The InSight mission - short for Interior Exploration using Seismic Investigations, Geodesy and Heat Transport - is the first ever dedicated to Mars' deep interior, and it will be the first NASA mission since the Apollo moon landings to place a seismometer on the soil of another celestial body.

Flight controllers at NASA's Jet Propulsion Laboratory in Pasadena, California, leaped out of their seats and erupted in screams, applause and laughter as the news came in.

A NASA spacecraft is making a perilous supersonic descent through the atmosphere of Mars, following a six-month journey.

The lander is outfitted with two main science instruments - a burrowing heat probe and a trio of incredibly sensitive seismometers.
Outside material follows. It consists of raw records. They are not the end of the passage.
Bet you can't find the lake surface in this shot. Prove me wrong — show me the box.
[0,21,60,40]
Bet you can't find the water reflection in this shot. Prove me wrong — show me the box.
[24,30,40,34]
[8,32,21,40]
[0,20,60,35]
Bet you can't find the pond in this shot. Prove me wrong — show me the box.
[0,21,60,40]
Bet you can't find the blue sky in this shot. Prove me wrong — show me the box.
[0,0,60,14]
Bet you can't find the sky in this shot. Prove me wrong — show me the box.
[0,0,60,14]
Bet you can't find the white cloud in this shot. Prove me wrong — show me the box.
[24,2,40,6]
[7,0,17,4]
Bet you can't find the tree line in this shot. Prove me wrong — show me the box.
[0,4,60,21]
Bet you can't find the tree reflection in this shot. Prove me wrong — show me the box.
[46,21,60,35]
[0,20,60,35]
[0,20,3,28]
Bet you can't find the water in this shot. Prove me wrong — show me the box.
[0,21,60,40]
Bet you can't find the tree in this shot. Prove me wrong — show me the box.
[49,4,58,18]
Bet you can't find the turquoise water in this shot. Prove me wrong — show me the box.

InSight will hit the top of the Martian atmosphere at 12,300 miles per hour (19,800 kph) and slow down to 5 miles per hour (8 kph) before its three legs touch down on Martian soil. Peak heating of the protective heat shield will reach 2,700 degrees Fahrenheit two minutes later, which then decelerates. It will be handling its own landing essentially autonomously. The most immediate results we'll get from InSight will be from its cameras - as it takes panoramic shots of the ground around it, using its belly camera, and selfies from its arm cameras - and very soon, we will begin seeing results from its continuous weather-monitoring station! The spacecraft has been created to give Mars its first thorough checkup since the Red Planet formed about 4.5 billion years ago. However, a signal from MarCO takes several minutes to reach Earth traveling at the speed of light. The beauty of this mission is happening below the surface. Then the science really gets underway. The hope is that its protective covering will keep it safe from heat friction and sandstorms as the InSight comes to screeching halt while landing.

"We eject that from the vehicle seven minutes before we're going to hit the top of the atmosphere", Grover says. That calm will break at 11:41 a.m., when the spacecraft pivots and presents its heat shield to the atmosphere. It's also taking over NY with the landing set to be shown on big screens in Times Square. InSight's landing design is nearly the same as a successful Phoenix spacecraft landing carried out back in 2008.

The MarCO spacecraft hitched a ride with InSight.

Cubesats are now being used at NASA to test new technologies.

A pair of briefcase-size satellites trailing InSight since liftoff in May will try to relay its radio signals to Earth, with a potential lag time of under nine minutes. Mission managers wanted a boring spot - they want the probe to sit quietly.

The mission will allow scientists to uncover detailed information about the Red Planet's interior.

Scientists expect to see a dozen to 100 marsquakes during the mission, producing data to help them deduce the depth, density and composition of the planet's core, the rocky mantle surrounding it, and the outermost layer, the crust.

The mission is expected to last about two Earth years.